Setelah usai ‘mentas’ dadakan, kisah si ‘obyek wisata’ ini rupanya belum berakhir. Ada serombongan alumni sebuah sekolah menengah atas TulungAgung yang meminta foto-foto kami. Jadilah, sekali lagi, kami berpose….ya obyek wisata.

Jadi obyek foto turis
Jadi obyek foto turis
Bersama serombongan alumni sebuah sekolah di TulungAgung yg lagi reuni di Yogya
Bersama serombongan alumni sebuah sekolah di TulungAgung yg lagi reuni di Yogya

Setelah meninggalkan Bangsal Srimanganti, sebelum ‘check-out’ kembali ke Jakarta, kami masih ‘harus’ menyelesaikan agenda kuliner kami, yaitu: lotek dan ice cream Tempo Gelato. Jeng Renny, yang asli Jogja mengajak kami ke resto lotek jl Taman Sari, dan ternyata memang endes bener. Masing-masing dapat jatah sepiring dan ludes. Plus bakwannya beberapa potong.
Usai lotek, waktu yang singkat kami segera melejit ke Prawirotaman, Tempo Gelato.  “Pokoknya walau cuma 1 scoop, untuk tombo pengin,” ujar jeng Esti yang diamini oleh yang lain. Cafe Tempo Gelato seperti biasa penuh sesak, dan kami pun mengantri untuk sekedar mendapatkan 1 scoop es krim, yang kemudian dimakan sambil berdiri. Cukup untuk tombo pengin dan kangen.

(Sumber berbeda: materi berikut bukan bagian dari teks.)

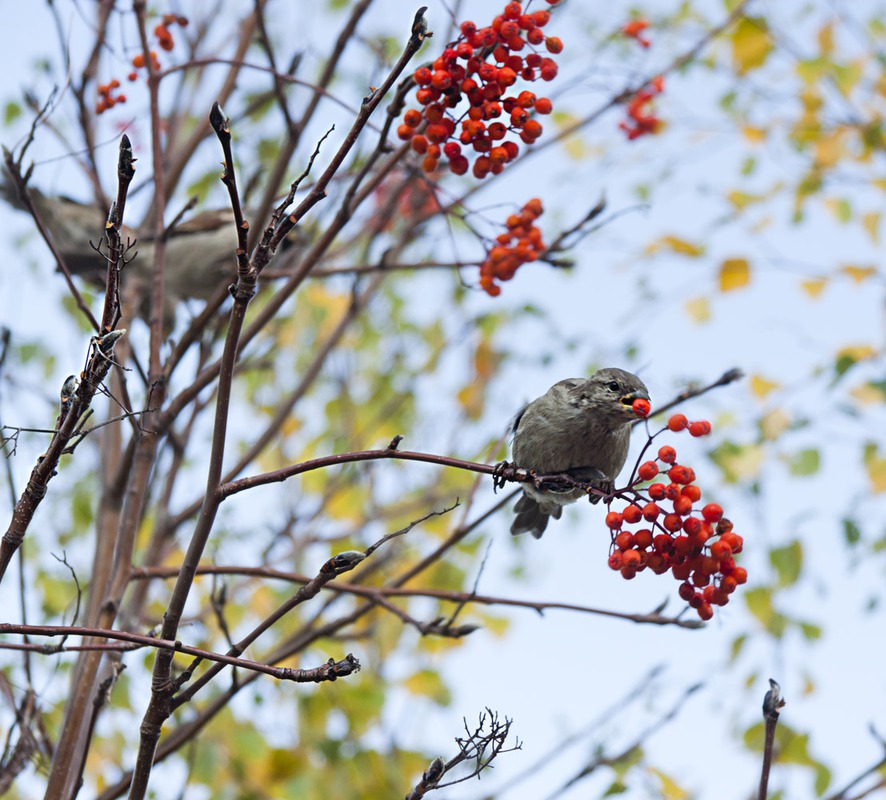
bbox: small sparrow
[0,181,237,302]
[511,367,649,539]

Berdiri pun tak apa, asal sudah dapat es krim nya
Berdiri pun tak apa, asal sudah dapat es krim nya

Nah, perempuan-perempuan pecinta batik ini, rupanya juga jeli. Saat menunggu mobil, kami melihat toko batik lawasan bu Pudji di dekat cafe. Jadilah dalam sekejab, kami sudah di dalam toko tersebut, dan mengubek-ubek koleksi batik yang ada. Dan tentunya keluar dari situ, membawa tentengan.
Waktu pun terus melaju, dan sampai juga saatnya kami berkemas dan bersiap ke bandara. Jadi, walau masih ada 1 dan 2 tempat yang ada dalam daftar kami belum sempat kami kunjungi, yang harus diikhlaskan. Untungnya oleh-oleh berupa gudeg yu Djum, ayam goreng mbok Sabar, bakpia sudah ‘duduk manis’ di mobil. Saat kami sibuk menari, sopir kami berbaik hati berbelanja oleh-oleh untuk kami. Efisien dan produktif kan?

Leyeh leyeh sebelum meninggalkan Yogya
Leyeh leyeh sebelum meninggalkan Yogya

Tiga hari dua malam di Yogya bersama sahabat ini memang menyenangkan dan mengasyikkan. Segala sesuatunya pas. Ibarat sebuah masakan, ini dimasak dengan bahan dan bumbu yang pas, dan jumlah nya juga pas. Dan Yogya memang istimewa, selalu ngangeni. Seperti sepenggal lirik lagu Yogya Istimewa nya HipHop Foundation. Jogja Jogja tetap istimewa. Istimewa negerinya, istimewa orangnya. Jogja Jogja tetap istimewa, Jogja istimewa untuk Indonesia.